Liputan6.com, Washington DC - Pihak berwenang Amerika Serikat (AS) telah menangkap seorang mantan marinir setempat, yang diduga bagian dari kelompok pelaku penyerangan kedutaan besar Korea Utara di Madrid, Spanyol, Februari lalu.

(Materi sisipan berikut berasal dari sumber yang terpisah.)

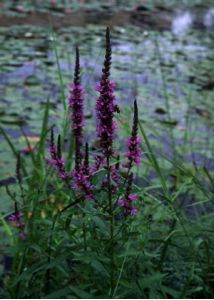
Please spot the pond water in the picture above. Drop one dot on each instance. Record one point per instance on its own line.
(171, 73)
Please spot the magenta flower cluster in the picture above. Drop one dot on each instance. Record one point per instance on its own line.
(82, 182)
(134, 152)
(80, 179)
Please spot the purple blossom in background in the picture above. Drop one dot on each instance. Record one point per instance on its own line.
(56, 159)
(16, 219)
(105, 105)
(82, 183)
(76, 101)
(133, 142)
(126, 203)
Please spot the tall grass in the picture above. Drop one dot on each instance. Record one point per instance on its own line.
(89, 249)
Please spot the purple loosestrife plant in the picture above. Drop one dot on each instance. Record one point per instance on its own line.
(126, 203)
(16, 220)
(134, 152)
(105, 105)
(76, 101)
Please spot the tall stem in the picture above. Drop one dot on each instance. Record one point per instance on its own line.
(111, 214)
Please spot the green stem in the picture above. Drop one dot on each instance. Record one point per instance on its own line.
(111, 214)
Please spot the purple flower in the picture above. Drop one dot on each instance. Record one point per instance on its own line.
(126, 203)
(105, 105)
(133, 142)
(82, 182)
(23, 235)
(16, 219)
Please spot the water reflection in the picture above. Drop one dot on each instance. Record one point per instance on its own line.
(182, 22)
(209, 18)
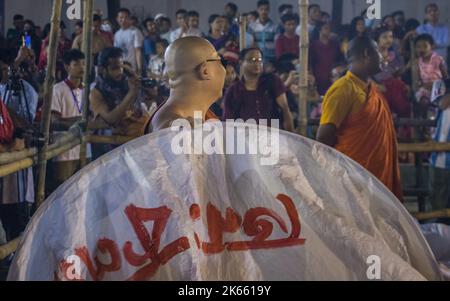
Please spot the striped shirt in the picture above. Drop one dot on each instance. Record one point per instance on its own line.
(442, 160)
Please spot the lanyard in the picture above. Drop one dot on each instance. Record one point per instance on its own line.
(75, 100)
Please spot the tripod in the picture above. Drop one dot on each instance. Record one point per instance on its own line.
(15, 89)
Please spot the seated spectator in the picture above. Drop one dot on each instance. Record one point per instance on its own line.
(156, 64)
(288, 42)
(164, 25)
(256, 95)
(99, 40)
(181, 16)
(432, 68)
(439, 180)
(389, 80)
(14, 35)
(438, 31)
(114, 98)
(150, 39)
(216, 33)
(264, 30)
(131, 40)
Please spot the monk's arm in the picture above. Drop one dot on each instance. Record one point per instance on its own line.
(327, 134)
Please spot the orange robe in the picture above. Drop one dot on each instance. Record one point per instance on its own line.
(368, 137)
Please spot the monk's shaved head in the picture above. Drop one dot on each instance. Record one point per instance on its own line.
(185, 54)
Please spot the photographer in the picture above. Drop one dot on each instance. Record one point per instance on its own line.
(114, 98)
(16, 190)
(66, 110)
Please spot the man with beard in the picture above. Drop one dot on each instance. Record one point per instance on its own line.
(114, 98)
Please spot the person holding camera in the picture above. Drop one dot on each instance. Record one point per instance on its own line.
(115, 98)
(18, 112)
(66, 111)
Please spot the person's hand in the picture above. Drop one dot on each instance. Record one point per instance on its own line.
(134, 84)
(292, 78)
(23, 55)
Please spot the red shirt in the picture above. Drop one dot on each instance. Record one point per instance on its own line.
(285, 45)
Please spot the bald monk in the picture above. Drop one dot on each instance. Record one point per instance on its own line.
(356, 119)
(196, 78)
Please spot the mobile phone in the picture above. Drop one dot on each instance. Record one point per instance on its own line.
(26, 41)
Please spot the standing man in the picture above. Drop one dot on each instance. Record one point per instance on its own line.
(181, 16)
(264, 31)
(130, 40)
(314, 18)
(438, 31)
(66, 110)
(356, 119)
(257, 96)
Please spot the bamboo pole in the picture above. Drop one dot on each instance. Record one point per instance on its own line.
(87, 49)
(242, 32)
(116, 140)
(9, 248)
(427, 147)
(48, 93)
(303, 79)
(10, 157)
(430, 215)
(13, 167)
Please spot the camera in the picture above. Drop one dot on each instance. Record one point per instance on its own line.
(149, 83)
(14, 83)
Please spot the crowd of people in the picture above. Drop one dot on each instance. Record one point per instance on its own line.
(129, 80)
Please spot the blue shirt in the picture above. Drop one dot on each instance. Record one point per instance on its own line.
(440, 34)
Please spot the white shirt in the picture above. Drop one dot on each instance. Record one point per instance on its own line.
(68, 105)
(128, 40)
(156, 65)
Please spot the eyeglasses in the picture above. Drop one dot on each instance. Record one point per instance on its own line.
(222, 60)
(255, 60)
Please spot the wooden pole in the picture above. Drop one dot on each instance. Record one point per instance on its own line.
(9, 248)
(303, 79)
(87, 49)
(432, 215)
(6, 158)
(242, 32)
(15, 166)
(48, 93)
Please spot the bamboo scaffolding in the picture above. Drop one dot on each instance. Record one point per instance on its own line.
(10, 157)
(48, 93)
(242, 32)
(116, 140)
(87, 49)
(303, 78)
(430, 215)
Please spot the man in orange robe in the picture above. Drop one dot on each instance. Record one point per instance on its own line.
(356, 119)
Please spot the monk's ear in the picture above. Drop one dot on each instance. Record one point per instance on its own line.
(203, 72)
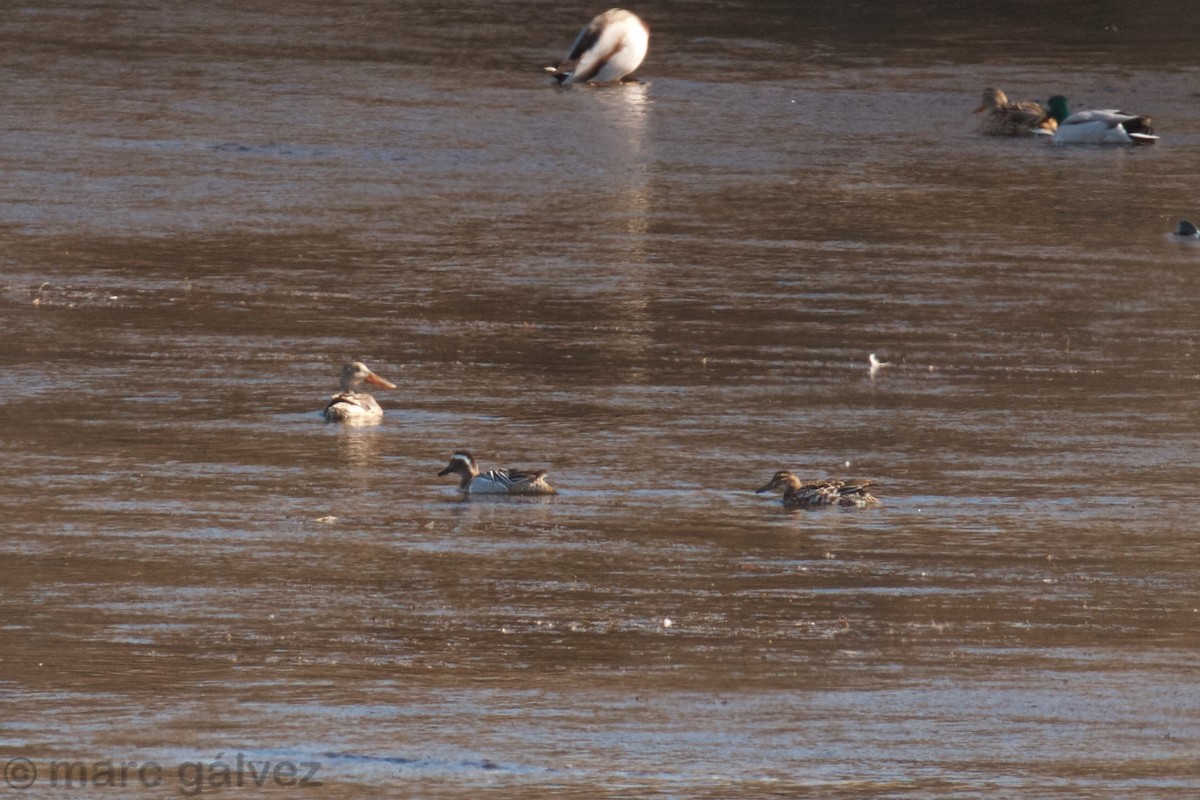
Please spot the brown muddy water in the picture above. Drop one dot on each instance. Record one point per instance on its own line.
(663, 293)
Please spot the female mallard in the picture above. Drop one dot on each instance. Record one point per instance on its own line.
(1007, 118)
(607, 49)
(496, 481)
(352, 405)
(798, 494)
(1108, 126)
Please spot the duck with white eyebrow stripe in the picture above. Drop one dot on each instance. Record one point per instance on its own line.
(496, 481)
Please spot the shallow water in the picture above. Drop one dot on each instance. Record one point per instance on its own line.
(663, 293)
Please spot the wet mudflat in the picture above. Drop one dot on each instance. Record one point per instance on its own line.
(663, 293)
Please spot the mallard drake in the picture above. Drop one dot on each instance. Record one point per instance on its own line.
(1008, 118)
(1107, 126)
(352, 405)
(496, 481)
(607, 49)
(798, 494)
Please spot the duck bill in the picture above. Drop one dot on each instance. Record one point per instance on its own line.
(376, 380)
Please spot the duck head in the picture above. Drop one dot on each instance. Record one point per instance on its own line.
(357, 373)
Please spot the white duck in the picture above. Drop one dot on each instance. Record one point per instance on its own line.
(352, 405)
(607, 49)
(1107, 126)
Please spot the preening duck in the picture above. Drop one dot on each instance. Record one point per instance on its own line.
(798, 494)
(607, 49)
(496, 481)
(1105, 126)
(1013, 118)
(352, 405)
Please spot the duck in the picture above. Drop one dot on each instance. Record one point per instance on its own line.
(352, 405)
(798, 494)
(1105, 126)
(606, 50)
(1186, 230)
(496, 481)
(1009, 118)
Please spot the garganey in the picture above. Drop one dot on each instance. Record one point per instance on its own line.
(798, 494)
(496, 481)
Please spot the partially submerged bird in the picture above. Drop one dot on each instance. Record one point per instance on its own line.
(352, 405)
(1187, 229)
(1104, 126)
(798, 494)
(496, 481)
(1009, 118)
(607, 49)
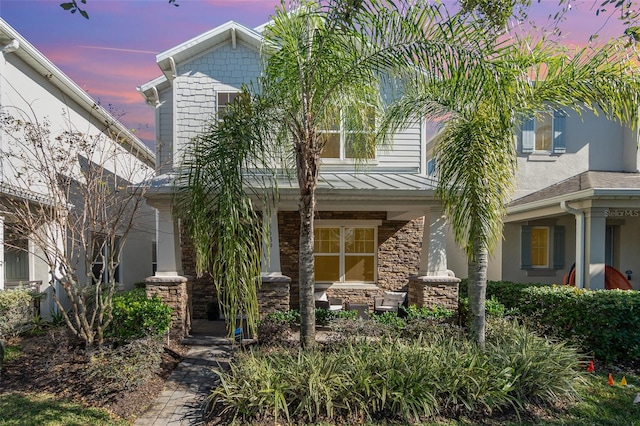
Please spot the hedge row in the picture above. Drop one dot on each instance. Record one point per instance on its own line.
(602, 322)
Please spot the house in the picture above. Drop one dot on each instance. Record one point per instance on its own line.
(576, 203)
(384, 210)
(33, 89)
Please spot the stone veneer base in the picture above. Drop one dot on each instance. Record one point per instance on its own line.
(274, 294)
(176, 293)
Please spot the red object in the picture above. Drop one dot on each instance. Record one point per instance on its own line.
(613, 279)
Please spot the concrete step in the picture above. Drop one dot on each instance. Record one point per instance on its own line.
(200, 340)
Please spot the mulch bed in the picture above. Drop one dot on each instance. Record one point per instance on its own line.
(52, 362)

Marinir AS bernama Christopher Ahn itu dijadwalkan muncul di pengadilan Los Angeles dalam waktu dekat, demikian sebagaimana dikutip dari BBC pada Sabtu (20/4/2019).
Advertisement
Baca Juga
Ini akan menjadi penangkapan pertama atas insiden tersebut, yang terjadi sebelum Presiden AS Donald Trump bertemu dengan Pemimpin Korea Utara Kim Jong-un di Hanoi, Vietnam.
Penyerangan itu sempat diklaim oleh Free Joseon, sebuah kelompok HAM sayap kanan yang mengkritik rezim pemerintahan Kim Jong-un di Korea Utara.

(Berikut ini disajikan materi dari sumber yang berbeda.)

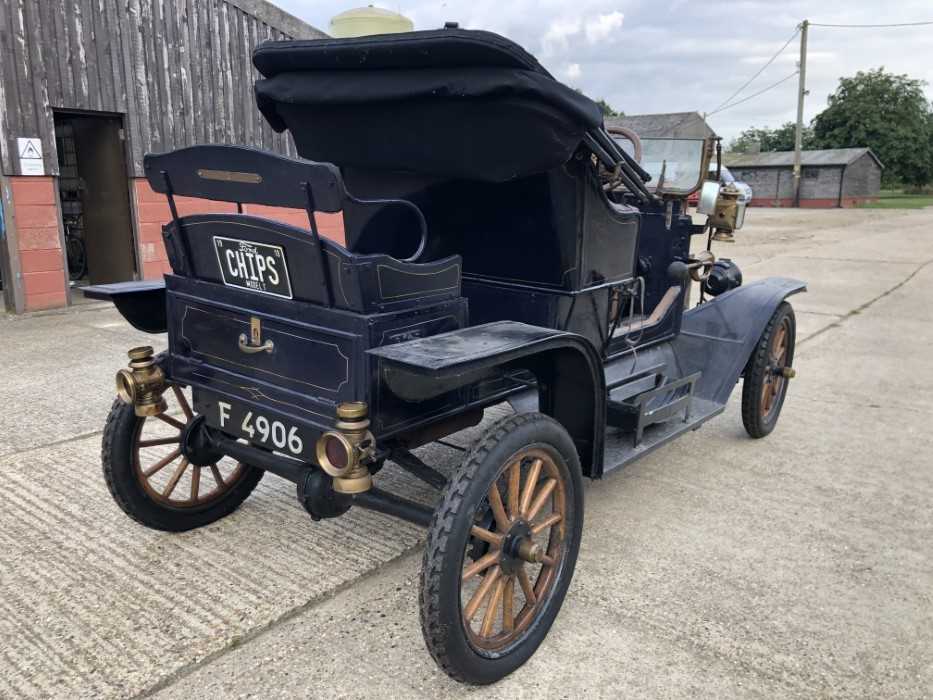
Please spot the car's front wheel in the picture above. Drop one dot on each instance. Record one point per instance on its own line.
(501, 549)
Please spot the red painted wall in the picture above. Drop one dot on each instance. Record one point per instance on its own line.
(40, 254)
(153, 212)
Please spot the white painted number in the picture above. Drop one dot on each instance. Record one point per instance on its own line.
(224, 408)
(295, 443)
(246, 427)
(274, 431)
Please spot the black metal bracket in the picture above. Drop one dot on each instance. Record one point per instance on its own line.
(418, 469)
(390, 504)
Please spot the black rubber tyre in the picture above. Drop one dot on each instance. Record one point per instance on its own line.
(118, 456)
(764, 389)
(446, 626)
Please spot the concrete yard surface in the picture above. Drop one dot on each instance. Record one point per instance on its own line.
(799, 565)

Sebelumnya, pihak intelijen AS mengatakan telah menggerebek apartemen Adrian Hong, salah satu pemimpin kelompok itu. Namun, menurut laporan Washington Post, yang bersangkutan tidak diketahui rimbanya hingga saat ini.

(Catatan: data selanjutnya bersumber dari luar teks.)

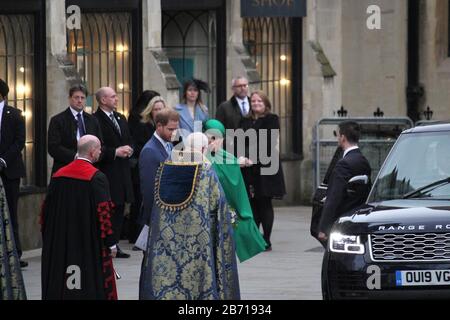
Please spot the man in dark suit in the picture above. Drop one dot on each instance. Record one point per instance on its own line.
(67, 127)
(12, 168)
(353, 164)
(231, 112)
(156, 150)
(116, 152)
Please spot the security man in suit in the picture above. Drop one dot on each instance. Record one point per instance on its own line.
(67, 127)
(156, 151)
(353, 164)
(232, 112)
(116, 152)
(12, 168)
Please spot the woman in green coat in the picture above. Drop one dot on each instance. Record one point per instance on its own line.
(249, 241)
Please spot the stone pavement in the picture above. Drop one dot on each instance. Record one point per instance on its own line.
(291, 271)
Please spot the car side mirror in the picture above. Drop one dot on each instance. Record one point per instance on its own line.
(359, 180)
(357, 183)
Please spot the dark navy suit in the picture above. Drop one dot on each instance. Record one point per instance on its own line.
(338, 200)
(152, 155)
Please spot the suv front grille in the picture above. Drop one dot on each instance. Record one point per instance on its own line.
(410, 247)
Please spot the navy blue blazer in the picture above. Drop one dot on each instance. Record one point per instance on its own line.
(152, 155)
(338, 201)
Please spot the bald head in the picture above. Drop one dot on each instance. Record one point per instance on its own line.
(196, 142)
(89, 147)
(107, 98)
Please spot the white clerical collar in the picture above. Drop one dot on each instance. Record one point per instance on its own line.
(349, 149)
(164, 143)
(75, 112)
(84, 159)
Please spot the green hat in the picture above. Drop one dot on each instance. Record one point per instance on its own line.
(214, 124)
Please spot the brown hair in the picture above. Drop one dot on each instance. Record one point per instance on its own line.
(265, 100)
(147, 113)
(164, 116)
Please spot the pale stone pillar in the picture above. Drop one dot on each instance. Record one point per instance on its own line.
(57, 86)
(158, 75)
(239, 62)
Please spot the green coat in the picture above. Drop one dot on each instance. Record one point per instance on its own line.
(248, 239)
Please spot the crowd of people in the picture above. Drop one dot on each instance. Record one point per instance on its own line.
(194, 197)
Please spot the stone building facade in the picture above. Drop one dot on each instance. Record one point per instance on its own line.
(310, 66)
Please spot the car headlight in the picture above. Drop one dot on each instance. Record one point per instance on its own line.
(346, 244)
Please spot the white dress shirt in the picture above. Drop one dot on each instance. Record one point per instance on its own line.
(75, 113)
(247, 105)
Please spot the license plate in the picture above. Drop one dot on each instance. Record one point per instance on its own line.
(423, 278)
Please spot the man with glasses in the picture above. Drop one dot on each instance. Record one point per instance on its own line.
(67, 127)
(115, 159)
(231, 112)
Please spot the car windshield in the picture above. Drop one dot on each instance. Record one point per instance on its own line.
(418, 160)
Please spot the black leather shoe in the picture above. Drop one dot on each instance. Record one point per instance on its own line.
(121, 254)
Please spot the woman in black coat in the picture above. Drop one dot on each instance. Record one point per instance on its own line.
(141, 133)
(264, 180)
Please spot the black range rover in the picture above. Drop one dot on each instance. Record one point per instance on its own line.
(397, 246)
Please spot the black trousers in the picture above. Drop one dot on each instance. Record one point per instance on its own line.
(12, 197)
(263, 213)
(117, 221)
(133, 227)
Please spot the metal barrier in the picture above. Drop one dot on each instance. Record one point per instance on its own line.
(378, 135)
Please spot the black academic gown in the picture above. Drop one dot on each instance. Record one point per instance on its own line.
(77, 234)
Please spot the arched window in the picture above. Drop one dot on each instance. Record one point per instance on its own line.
(189, 40)
(17, 68)
(102, 53)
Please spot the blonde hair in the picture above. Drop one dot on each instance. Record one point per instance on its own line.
(147, 113)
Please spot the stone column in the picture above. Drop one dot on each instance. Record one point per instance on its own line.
(238, 61)
(158, 74)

Belum ada penjelasan resmi dari Kementerian Kehakiman AS atas penangkapan Christopher Ahn, dan juga tidak ada tanggapan dari kantor berita milik pemerintah Korea Utara, KCNA.
Tuntut Jaminan Keselamatan dari Pemerintah AS
Sementara itu, dalam sebuah pernyataan, kelompok Free Joseon mengatakan pihaknya "kecewa" dengan surat perintah penangkapan terhadap Christopher Ahn.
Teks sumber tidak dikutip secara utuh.